In 2012 Mr King trialled a modified fish pump to suck 400 litres per minute of water from beneath the sea ice and run it across a filter table onboard the ship (Australian Antarctic Magazine 23: 9, 2012). While it sounds like a good way to turn krill to mush, the pump was much gentler on the animals than traditional zooplankton nets, and more than 95% of the krill captured were in good condition and survived.

Further trials and improvements since then have shown the technique is a viable way to catch krill and other fragile marine creatures in good condition for experiments.
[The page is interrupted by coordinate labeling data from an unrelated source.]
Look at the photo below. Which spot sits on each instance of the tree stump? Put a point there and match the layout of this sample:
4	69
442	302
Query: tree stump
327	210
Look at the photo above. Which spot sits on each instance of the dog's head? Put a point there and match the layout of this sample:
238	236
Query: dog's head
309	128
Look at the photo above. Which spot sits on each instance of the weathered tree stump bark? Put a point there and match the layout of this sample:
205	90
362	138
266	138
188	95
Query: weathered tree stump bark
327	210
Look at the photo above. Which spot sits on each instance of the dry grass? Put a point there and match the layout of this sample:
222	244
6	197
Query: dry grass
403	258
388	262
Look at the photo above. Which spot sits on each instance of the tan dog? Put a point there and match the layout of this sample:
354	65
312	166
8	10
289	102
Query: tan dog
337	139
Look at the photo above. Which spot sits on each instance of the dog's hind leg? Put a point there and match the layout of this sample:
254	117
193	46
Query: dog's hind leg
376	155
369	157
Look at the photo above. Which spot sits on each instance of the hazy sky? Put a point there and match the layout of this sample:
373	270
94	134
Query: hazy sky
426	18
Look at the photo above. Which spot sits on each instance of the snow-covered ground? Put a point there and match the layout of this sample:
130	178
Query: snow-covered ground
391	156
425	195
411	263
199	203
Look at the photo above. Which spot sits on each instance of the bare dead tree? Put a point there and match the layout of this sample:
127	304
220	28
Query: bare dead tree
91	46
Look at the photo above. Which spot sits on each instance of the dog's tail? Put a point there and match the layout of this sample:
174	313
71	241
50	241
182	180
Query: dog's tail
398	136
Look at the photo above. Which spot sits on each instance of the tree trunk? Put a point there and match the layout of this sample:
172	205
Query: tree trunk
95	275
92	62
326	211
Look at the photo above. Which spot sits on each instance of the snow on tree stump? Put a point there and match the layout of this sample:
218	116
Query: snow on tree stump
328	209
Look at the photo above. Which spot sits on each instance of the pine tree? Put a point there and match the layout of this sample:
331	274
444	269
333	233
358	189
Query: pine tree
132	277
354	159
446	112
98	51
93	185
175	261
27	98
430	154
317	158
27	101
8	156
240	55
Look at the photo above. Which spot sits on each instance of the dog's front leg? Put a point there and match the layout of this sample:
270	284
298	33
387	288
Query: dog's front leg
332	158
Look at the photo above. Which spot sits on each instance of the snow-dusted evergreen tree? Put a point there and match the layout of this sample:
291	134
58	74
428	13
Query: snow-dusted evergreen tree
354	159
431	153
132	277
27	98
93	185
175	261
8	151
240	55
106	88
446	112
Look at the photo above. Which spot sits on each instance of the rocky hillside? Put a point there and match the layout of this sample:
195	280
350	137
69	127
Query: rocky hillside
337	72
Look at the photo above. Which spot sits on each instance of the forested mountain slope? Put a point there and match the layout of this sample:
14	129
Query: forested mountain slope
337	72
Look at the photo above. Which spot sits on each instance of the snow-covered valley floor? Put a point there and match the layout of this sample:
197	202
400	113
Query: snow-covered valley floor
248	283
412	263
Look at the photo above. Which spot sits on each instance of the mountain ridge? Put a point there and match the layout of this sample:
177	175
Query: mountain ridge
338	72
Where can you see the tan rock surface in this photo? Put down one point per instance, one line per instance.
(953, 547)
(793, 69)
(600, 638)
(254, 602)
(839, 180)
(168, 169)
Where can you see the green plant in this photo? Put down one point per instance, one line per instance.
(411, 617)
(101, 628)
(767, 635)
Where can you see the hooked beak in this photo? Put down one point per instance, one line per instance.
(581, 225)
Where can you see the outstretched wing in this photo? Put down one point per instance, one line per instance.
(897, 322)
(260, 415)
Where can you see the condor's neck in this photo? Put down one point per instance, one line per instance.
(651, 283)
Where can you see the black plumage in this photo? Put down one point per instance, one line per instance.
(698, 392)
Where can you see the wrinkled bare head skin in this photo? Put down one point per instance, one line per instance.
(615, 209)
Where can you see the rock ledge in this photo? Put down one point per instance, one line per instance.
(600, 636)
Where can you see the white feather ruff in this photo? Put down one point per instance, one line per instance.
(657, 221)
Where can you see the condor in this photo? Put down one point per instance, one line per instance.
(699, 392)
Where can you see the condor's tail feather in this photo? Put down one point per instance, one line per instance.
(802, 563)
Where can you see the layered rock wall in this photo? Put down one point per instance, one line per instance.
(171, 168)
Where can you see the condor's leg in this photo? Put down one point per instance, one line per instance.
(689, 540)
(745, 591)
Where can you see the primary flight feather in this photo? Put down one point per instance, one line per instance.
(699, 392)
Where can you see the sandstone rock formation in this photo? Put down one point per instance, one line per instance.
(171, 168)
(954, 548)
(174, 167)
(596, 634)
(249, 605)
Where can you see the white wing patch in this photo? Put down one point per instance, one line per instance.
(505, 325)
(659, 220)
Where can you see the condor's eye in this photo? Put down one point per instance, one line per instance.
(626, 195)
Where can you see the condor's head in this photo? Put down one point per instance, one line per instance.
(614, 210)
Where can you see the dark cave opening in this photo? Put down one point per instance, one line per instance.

The work has resulted in the inclusion of a specially designed ‘wet-well sampling space’ in Australia’s new icebreaker, currently under construction (Australian Antarctic Magazine 31: 7–8, 2016).

“In the wet well, water will gravity feed to large viewing tanks and filter tables,” Mr King said.

“Adult and larval krill will end up at the end of these tables where we can collect them and transfer them to an aquarium, while more fragile organisms, such as jellyfish, can be collected from the viewing tanks.

“There are many fragile species that we know little about because only divers can collect them in perfect condition. The wet well should allow us to collect these creatures alive, so that, for the first time, we’ll be able to study their growth rates, physiology, reproduction and behaviour.”

Krill research at the Australian Antarctic Division has come a long way in 35 years, and the krill team is well placed to continue advancing research into this keystone Southern Ocean species into the future.